Quality rule templates

Rule Type Rule Template
Table Rule Number of Rows in a Table. The Number is a Fixed Value: This template checks whether the number of rows in a table is as expected. For example, you can specify that the number of rows in a table must be less than 100,000.
Column Rule
  • Maximum Value in a Column: This template checks whether the maximum value of a column is as expected. For example, you can specify that the maximum value of the primary key in a table cannot exceed 2147483647, which is the result of 2³¹ minus 1.
  • Minimum Value in a Column: This template checks whether the minimum value of a column is as expected. For example, you can specify that the minimum value of a column in a table cannot be less than 3.

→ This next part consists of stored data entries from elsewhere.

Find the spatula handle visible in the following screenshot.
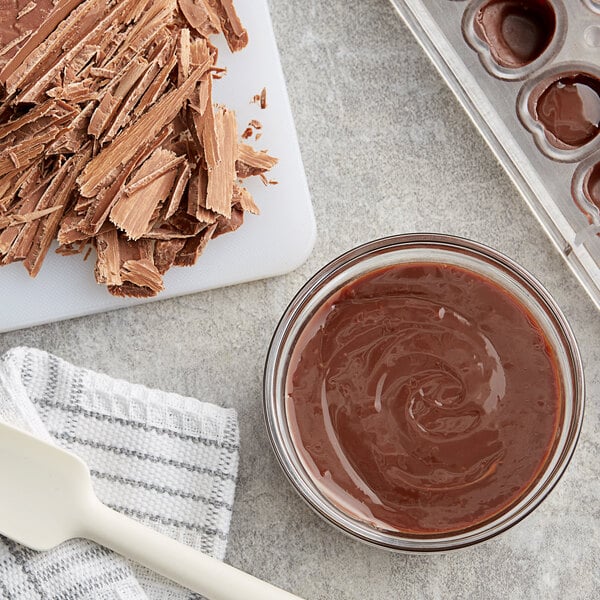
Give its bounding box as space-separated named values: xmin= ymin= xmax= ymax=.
xmin=82 ymin=500 xmax=304 ymax=600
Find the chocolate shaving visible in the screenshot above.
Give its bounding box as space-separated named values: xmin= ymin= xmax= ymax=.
xmin=165 ymin=162 xmax=192 ymax=220
xmin=110 ymin=149 xmax=182 ymax=240
xmin=0 ymin=0 xmax=277 ymax=297
xmin=233 ymin=183 xmax=259 ymax=215
xmin=0 ymin=0 xmax=82 ymax=76
xmin=214 ymin=203 xmax=243 ymax=238
xmin=236 ymin=143 xmax=278 ymax=178
xmin=205 ymin=106 xmax=237 ymax=218
xmin=178 ymin=0 xmax=220 ymax=39
xmin=78 ymin=63 xmax=210 ymax=197
xmin=251 ymin=87 xmax=267 ymax=109
xmin=187 ymin=162 xmax=217 ymax=223
xmin=206 ymin=0 xmax=248 ymax=53
xmin=177 ymin=28 xmax=191 ymax=86
xmin=94 ymin=228 xmax=122 ymax=285
xmin=0 ymin=206 xmax=62 ymax=231
xmin=154 ymin=238 xmax=186 ymax=274
xmin=120 ymin=258 xmax=164 ymax=295
xmin=260 ymin=86 xmax=267 ymax=109
xmin=174 ymin=222 xmax=217 ymax=267
xmin=244 ymin=119 xmax=264 ymax=141
xmin=25 ymin=147 xmax=92 ymax=276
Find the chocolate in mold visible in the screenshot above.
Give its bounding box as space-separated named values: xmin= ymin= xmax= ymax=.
xmin=583 ymin=162 xmax=600 ymax=209
xmin=473 ymin=0 xmax=556 ymax=69
xmin=527 ymin=72 xmax=600 ymax=150
xmin=571 ymin=159 xmax=600 ymax=223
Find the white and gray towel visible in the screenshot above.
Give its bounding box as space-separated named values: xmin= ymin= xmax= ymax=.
xmin=0 ymin=347 xmax=239 ymax=600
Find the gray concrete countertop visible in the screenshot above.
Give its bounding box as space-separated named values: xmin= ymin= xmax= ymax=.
xmin=1 ymin=1 xmax=599 ymax=598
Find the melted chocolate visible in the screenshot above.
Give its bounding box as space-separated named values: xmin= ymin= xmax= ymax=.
xmin=474 ymin=0 xmax=556 ymax=69
xmin=286 ymin=263 xmax=561 ymax=535
xmin=583 ymin=162 xmax=600 ymax=209
xmin=536 ymin=75 xmax=600 ymax=148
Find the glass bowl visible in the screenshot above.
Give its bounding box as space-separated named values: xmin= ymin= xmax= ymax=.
xmin=263 ymin=234 xmax=584 ymax=552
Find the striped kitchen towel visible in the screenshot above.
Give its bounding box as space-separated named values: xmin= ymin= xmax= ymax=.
xmin=0 ymin=347 xmax=239 ymax=600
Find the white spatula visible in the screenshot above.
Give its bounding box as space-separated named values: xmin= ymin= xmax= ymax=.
xmin=0 ymin=421 xmax=304 ymax=600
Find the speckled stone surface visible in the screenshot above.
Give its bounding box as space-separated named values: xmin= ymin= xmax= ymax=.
xmin=1 ymin=1 xmax=599 ymax=598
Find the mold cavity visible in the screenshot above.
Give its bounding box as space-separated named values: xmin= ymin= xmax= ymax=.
xmin=583 ymin=0 xmax=600 ymax=16
xmin=535 ymin=75 xmax=600 ymax=148
xmin=474 ymin=0 xmax=556 ymax=69
xmin=584 ymin=25 xmax=600 ymax=48
xmin=583 ymin=162 xmax=600 ymax=209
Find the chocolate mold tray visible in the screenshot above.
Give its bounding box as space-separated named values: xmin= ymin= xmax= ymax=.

  • Number of Strings That Match the Expression Containing Wildcards. The Number is a Fixed Value: This template checks whether the number of column values that meet the specified format requirements is as expected. For example, you can specify that the number of values that start with a in a column must be less than 10.
  • Number of Strings that Match the Regular Expression. The Number is a Fixed Value: This template checks whether the number of column values that match the specified regular expression is as expected. For example, you can specify that the number of values that match the regular expression in a column must be greater than 100.

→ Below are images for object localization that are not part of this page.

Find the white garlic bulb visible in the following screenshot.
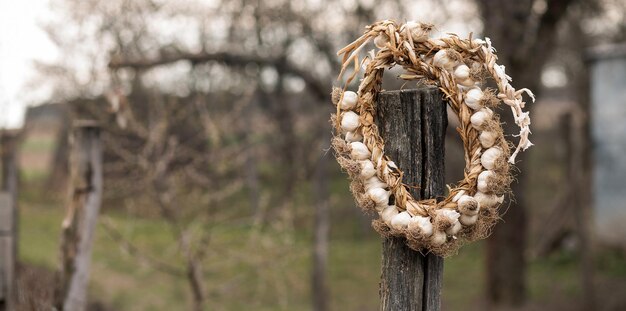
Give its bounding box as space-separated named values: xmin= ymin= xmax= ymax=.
xmin=481 ymin=147 xmax=503 ymax=170
xmin=380 ymin=205 xmax=399 ymax=225
xmin=368 ymin=187 xmax=390 ymax=206
xmin=445 ymin=220 xmax=462 ymax=235
xmin=438 ymin=209 xmax=461 ymax=221
xmin=345 ymin=131 xmax=363 ymax=142
xmin=340 ymin=91 xmax=358 ymax=110
xmin=470 ymin=108 xmax=493 ymax=129
xmin=341 ymin=111 xmax=360 ymax=132
xmin=391 ymin=211 xmax=412 ymax=230
xmin=374 ymin=34 xmax=389 ymax=48
xmin=459 ymin=213 xmax=478 ymax=226
xmin=457 ymin=195 xmax=480 ymax=215
xmin=454 ymin=64 xmax=470 ymax=80
xmin=474 ymin=191 xmax=504 ymax=209
xmin=407 ymin=216 xmax=433 ymax=237
xmin=350 ymin=142 xmax=371 ymax=160
xmin=465 ymin=87 xmax=483 ymax=110
xmin=364 ymin=176 xmax=387 ymax=191
xmin=405 ymin=21 xmax=429 ymax=42
xmin=479 ymin=130 xmax=498 ymax=148
xmin=431 ymin=231 xmax=447 ymax=246
xmin=477 ymin=170 xmax=494 ymax=193
xmin=359 ymin=160 xmax=376 ymax=179
xmin=433 ymin=50 xmax=455 ymax=70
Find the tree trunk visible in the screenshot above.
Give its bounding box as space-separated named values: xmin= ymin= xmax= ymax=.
xmin=377 ymin=88 xmax=447 ymax=311
xmin=312 ymin=149 xmax=330 ymax=311
xmin=477 ymin=0 xmax=574 ymax=305
xmin=0 ymin=130 xmax=19 ymax=311
xmin=55 ymin=121 xmax=103 ymax=311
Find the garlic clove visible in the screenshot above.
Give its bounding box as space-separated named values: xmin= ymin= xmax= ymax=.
xmin=479 ymin=130 xmax=498 ymax=148
xmin=454 ymin=64 xmax=470 ymax=80
xmin=359 ymin=160 xmax=376 ymax=179
xmin=374 ymin=34 xmax=389 ymax=48
xmin=474 ymin=191 xmax=502 ymax=209
xmin=433 ymin=50 xmax=454 ymax=70
xmin=405 ymin=21 xmax=430 ymax=43
xmin=367 ymin=187 xmax=390 ymax=206
xmin=345 ymin=131 xmax=363 ymax=142
xmin=350 ymin=142 xmax=371 ymax=160
xmin=481 ymin=147 xmax=503 ymax=170
xmin=457 ymin=195 xmax=480 ymax=215
xmin=464 ymin=87 xmax=483 ymax=110
xmin=430 ymin=231 xmax=447 ymax=246
xmin=459 ymin=213 xmax=479 ymax=226
xmin=341 ymin=111 xmax=360 ymax=132
xmin=364 ymin=176 xmax=387 ymax=191
xmin=380 ymin=205 xmax=399 ymax=225
xmin=391 ymin=211 xmax=412 ymax=230
xmin=470 ymin=108 xmax=493 ymax=130
xmin=438 ymin=208 xmax=461 ymax=221
xmin=445 ymin=220 xmax=462 ymax=235
xmin=340 ymin=91 xmax=358 ymax=110
xmin=407 ymin=216 xmax=433 ymax=237
xmin=477 ymin=170 xmax=495 ymax=193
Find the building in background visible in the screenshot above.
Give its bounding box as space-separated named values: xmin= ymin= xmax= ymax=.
xmin=588 ymin=43 xmax=626 ymax=244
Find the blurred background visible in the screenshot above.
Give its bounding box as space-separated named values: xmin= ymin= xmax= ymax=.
xmin=1 ymin=0 xmax=626 ymax=310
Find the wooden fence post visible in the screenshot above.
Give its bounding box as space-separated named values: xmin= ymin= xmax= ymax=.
xmin=377 ymin=88 xmax=447 ymax=311
xmin=0 ymin=194 xmax=15 ymax=311
xmin=0 ymin=130 xmax=20 ymax=311
xmin=55 ymin=121 xmax=102 ymax=311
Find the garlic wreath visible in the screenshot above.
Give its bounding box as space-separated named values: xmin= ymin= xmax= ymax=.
xmin=331 ymin=20 xmax=533 ymax=256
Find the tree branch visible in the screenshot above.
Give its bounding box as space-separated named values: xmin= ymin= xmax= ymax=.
xmin=109 ymin=51 xmax=329 ymax=100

  • Number of Null Values in a Column. The Number is a Fixed Value: This template checks whether the number of null values in a column is as expected. For example, you can specify that the number of null values in a column must be less than or equal to zero.
  • Number of Unique Values in a Column. The Number is a Fixed Value: This template checks whether the number of unique values in a column is as expected. For example, you can specify that the number of unique values in a column must be greater than or equal to 100. This ensures that at least 100 different values exist in the column.
  • Number of Duplicate Values in a Column. The Number is a Fixed Value: This template checks whether the number of duplicate values in a column is as expected. For example, you can specify that the number of duplicate values in a column must be less than 100. This ensures that the number of duplicate values in the column does not exceed 100.